Er hat es sich redlich verdient.

, , ,

  1. #1 von gotsassaufeinemast am 20/04/2012 - 05:01

    Whoa..wie hoch die Herzenzyme, nebst Troponin, waren, will ich gar nicht wissen…Das ist wirklich ein knallharter Brocken.

  2. #2 von alltagimrettungsdienst am 20/04/2012 - 06:16

    Entweder ist es das Fahrrad, oder das Auto.. leider alles schon mal gehabt. Aber trotzdem schön geschrieben.

  3. #3 von heldinimchaos am 20/04/2012 - 08:15

    Du müsst dich irren, das war kein Mann, sondern eine Frau!!!…. ;-P

    • #4 von Gabi K am 03/05/2012 - 09:34

      :-DDDD

  4. #5 von ednong am 20/04/2012 - 16:34

    Auch schon gehabt, also nicht ich selbst, sondern im näheren Bekanntenkreis: mit Fahrrad zum Arzt, mit Fahrrad zurück, Tasche gepackt und angerufen. Ich bin fast aus den Puschen gekippt. Unverantwortlich. Aber auch hier ist es gut gegangen. Gott sei Dank.

  5. #6 von Gedankenchaos am 21/04/2012 - 08:56

    Hm… hätte da nicht jeder verantwortungsbewusste Hausarzt sofort einen Krankenwagen rufen MÜSSEN?

    • #7 von docvapor am 21/04/2012 - 09:10

      Und dann will Herr Bauer trotzdem erst Heim und Sachen packen.
      Das ist ein freies Land. Gegen ärztlichen Rat auf eigene Verantwortung und so….

      • #8 von Gedankenchaos am 21/04/2012 - 09:33

        Okay – wenn der betr. Hausarzt es seinem Patienten gegenüber auch ebenso formuliert und auf die eigene Verantwortung hinweist, erscheint das Ganze natürlich schon wieder in einem ganz anderen Licht. Das kam jetzt in deinem Post nicht so ganz rüber, oder ich hab da was missverstanden😉

  6. #9 von stef am 21/04/2012 - 10:30

    Und dann gibts auf der anderen Seite Leute, die wegen ihrer seit 1 Monat bestehenden Rückenschmerzen nachts den Notruf wählen.. was ist wohl schlimmer?😉
    Naja zu deinem Patienten, seine „Zähigkeit“ hätte ihn genauso gut das Leben kosten können… siehe Gedankenspiel Feldweg.
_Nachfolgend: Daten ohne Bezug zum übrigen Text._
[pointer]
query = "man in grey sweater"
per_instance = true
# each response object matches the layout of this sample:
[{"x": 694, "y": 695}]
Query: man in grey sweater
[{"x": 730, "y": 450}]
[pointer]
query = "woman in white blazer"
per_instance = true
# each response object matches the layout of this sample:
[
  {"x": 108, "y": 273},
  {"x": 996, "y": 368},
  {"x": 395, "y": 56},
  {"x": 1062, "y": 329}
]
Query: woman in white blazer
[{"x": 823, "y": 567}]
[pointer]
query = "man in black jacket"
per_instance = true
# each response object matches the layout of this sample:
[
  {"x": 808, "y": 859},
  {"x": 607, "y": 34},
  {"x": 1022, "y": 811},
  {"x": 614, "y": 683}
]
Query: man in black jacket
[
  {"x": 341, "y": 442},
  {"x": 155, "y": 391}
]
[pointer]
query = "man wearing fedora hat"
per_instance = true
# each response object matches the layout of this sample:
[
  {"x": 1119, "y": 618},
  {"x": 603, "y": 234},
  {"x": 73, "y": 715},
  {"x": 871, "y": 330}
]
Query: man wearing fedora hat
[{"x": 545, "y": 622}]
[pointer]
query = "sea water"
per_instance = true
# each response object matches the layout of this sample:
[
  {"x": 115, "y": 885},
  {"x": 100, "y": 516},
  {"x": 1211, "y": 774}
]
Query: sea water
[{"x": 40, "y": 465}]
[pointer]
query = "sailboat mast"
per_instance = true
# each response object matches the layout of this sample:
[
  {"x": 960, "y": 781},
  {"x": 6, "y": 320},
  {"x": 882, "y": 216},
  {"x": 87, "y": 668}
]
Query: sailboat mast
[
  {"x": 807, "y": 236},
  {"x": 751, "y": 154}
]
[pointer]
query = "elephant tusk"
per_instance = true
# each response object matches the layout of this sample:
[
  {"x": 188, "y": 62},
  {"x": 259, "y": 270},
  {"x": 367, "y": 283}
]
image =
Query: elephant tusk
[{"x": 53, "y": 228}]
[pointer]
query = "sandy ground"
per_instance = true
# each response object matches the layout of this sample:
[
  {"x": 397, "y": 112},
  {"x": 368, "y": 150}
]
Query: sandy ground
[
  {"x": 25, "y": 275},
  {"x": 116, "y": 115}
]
  7. #10 von nadineswelt am 21/04/2012 - 13:20

    Meine Kollegin wollte genau das Gleiche in Grün machen. Aber ihr Doc ist ausgeflippt und hat einfach die 112 gewählt. Und als die dann schon da warn, ist sie doch mitgefahren…

  8. #11 von bexbli am 22/04/2012 - 09:07

    Moin.
    Das Morphine beim Transport von klinik zur Klinik gab es das weil der Pat Schmerzen hatte , allgemein unruhige war oder weil man manchmal einfach kein bock hat sich mit dem Pat zu beschäftigen?

    • #12 von docvapor am 23/04/2012 - 04:12

      Hauptsächlich zur Streßabschurmung und Schmerztherapie.
      Nebenbei ökonomisiert man mit Mo durch vor allem Vorlast- und auch ein bisschen Nachlastsenkung die Herzarbeit, senkt also den Sauerstoffverbrauch am Herzen.
      Das ganze ohne frequenzwirksam und kontraktionskraftmindernd zu sein wie ß-Blocker zB.
      Ausserdem fühlt der Patient sich besser, dann fühlt der Notarzt sich besser, dann fühlen die Rettungsassistenten sich besser….

  9. #13 von Kalle am 23/04/2012 - 19:41

    Mahlzeit! Ich vermisse den like Button?🙂

  10. #14 von katha am 25/04/2012 - 18:49

    „Aber wer weiß, vielleicht schadet ordentlicher Fluss auf einer nahezu verschlossenen Koronarartiere ja auch nicht sonder bläst das Rohr wieder frei…“

    interessanter Gedanke, aber ich glaub, das wird sich als Therapie nie durchsetzen können *g*

    • #15 von Antara am 27/04/2012 - 16:39

      Das würde dann als Klempnermethode in die medizin eingehen.